Find the zero divisors of the ring $R=C[0,1]$ the continuous functions $f:[0,1] \to [0,1]$.
I could thought of a set $S$ that I think is included in the set of zero divisors, but I am not sure if $S$ contains all the zero divisors. $S=\{f:[0,1] \to [0,1]: \text{there is} \space \epsilon>0, (x_0-\epsilon,x_0+\epsilon) \subset [0,1], f((x_0-\epsilon,x_0+\epsilon))=0\}$
I would like some help to find the zero divisors. Is the set $S$ a subset of the set of zero divisors? How can I show that?

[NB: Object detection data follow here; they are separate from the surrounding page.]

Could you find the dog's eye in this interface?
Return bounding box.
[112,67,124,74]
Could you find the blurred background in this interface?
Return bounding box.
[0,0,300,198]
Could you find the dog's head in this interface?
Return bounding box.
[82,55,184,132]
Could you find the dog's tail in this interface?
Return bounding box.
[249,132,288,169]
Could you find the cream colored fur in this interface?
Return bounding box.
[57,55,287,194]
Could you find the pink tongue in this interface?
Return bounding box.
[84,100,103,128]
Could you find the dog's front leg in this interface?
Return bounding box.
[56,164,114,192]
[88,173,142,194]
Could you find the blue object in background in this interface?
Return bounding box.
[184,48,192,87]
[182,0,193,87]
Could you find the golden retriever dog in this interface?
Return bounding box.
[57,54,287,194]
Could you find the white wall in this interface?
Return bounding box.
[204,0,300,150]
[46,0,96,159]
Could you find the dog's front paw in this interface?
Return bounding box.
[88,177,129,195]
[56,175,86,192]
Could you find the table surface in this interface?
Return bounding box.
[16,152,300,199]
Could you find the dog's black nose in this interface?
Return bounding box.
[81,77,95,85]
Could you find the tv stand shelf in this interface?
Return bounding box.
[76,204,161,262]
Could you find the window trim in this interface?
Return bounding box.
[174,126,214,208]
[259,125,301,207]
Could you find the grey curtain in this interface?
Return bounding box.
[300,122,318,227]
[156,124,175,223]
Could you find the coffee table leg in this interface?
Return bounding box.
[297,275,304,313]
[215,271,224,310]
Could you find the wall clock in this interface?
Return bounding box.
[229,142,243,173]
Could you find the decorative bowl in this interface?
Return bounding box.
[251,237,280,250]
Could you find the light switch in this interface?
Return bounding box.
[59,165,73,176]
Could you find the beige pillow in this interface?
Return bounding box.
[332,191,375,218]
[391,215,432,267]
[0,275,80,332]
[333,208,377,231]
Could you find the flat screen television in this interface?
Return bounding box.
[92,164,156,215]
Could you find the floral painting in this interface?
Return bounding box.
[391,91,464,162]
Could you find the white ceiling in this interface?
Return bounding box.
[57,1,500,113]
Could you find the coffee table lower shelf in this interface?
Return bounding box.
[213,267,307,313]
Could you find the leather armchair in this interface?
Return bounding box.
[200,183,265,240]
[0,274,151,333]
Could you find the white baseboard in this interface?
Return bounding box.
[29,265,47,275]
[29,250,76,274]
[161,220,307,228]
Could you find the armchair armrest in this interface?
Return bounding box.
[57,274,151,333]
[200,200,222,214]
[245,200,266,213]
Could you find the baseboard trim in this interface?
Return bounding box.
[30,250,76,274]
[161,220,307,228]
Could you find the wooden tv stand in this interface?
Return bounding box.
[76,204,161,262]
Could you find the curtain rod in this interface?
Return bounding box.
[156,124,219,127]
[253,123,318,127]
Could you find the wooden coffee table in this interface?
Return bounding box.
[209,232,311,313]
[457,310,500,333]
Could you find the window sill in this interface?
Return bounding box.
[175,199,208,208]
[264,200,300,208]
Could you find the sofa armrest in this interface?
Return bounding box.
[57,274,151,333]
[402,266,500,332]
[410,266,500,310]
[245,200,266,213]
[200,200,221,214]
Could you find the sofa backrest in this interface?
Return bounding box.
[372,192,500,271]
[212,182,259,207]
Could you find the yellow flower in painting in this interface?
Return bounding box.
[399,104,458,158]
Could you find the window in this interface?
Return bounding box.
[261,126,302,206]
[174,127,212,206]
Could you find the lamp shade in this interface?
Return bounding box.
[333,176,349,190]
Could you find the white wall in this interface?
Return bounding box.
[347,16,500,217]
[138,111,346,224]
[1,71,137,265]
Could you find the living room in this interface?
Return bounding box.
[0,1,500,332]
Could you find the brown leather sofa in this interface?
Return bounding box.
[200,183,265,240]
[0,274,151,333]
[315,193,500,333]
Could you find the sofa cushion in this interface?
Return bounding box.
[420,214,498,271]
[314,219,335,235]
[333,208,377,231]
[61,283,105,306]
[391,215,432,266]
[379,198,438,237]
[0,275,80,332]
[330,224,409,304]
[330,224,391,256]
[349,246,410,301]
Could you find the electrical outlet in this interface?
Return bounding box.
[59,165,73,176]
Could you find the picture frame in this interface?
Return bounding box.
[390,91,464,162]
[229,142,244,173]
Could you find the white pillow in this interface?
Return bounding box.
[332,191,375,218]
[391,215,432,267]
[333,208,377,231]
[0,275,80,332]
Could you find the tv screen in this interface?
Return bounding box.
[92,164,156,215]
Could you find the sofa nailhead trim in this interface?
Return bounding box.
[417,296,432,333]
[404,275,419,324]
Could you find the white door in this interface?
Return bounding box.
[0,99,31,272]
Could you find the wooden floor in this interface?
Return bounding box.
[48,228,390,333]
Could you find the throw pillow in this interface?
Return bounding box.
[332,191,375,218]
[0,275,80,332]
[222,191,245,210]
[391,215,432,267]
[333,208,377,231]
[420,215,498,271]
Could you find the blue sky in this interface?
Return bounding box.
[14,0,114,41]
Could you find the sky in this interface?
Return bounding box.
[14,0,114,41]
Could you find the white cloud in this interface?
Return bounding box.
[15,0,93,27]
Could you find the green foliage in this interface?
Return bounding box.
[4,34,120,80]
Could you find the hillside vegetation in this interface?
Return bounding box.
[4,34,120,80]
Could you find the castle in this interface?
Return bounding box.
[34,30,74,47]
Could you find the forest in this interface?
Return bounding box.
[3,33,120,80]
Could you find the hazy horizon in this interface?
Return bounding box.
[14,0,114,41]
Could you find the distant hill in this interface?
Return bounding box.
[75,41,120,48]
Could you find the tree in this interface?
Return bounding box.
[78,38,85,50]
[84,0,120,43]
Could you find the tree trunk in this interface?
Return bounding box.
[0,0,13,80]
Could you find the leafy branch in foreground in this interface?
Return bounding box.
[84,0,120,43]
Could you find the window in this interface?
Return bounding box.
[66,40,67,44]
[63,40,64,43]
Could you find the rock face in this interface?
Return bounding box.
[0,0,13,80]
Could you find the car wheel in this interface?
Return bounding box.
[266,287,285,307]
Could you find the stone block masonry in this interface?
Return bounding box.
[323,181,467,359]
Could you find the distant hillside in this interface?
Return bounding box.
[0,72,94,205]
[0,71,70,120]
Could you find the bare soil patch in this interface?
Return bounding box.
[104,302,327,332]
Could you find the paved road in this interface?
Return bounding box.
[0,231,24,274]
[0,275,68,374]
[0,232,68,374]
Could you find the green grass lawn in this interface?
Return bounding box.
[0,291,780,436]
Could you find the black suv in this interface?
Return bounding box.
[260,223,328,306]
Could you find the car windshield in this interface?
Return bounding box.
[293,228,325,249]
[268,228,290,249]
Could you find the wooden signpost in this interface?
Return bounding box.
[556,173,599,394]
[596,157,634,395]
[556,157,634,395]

Well, no doubt $S$ is a subset of the set of zero divisors. In fact, it contains all zero divisors in the specified ring.
Let $f\in C[0,1]\setminus S$, and we show that $f$ is not a zero divisor. Since $f\not\in S$, the set of zeros of $f$, $Z:=\{x\in[0,1]|f(x)=0\}$, does not contain any open interval. Assume now $g$ is another function such that $f\cdot g=0$. It follows that $g$ has a zero in every open interval, or in other words the set of zeros of $g$ is dense. Since $g$ is continuous, it follows that $g\equiv0$.
Yes, you're correct. If $f$ is a zero divisor, then there is some nonzero $g \in C[0,1]$ such that $fg = 0$. Suppose $g(x_0) \neq 0$. By continuity, $g(x)$ is nonzero on some an interval $I := (x_0 - \epsilon, x_0 + \epsilon)$ for some $\epsilon > 0$, and thus $f\vert_I = 0$.
Conversely, if $f \in C[0, 1]$ is zero on such an interval $I$, then one can choose $g$ that is nonzero at $x_0$ but zero on $[0, 1] - I$, and by construction $fg = 0$.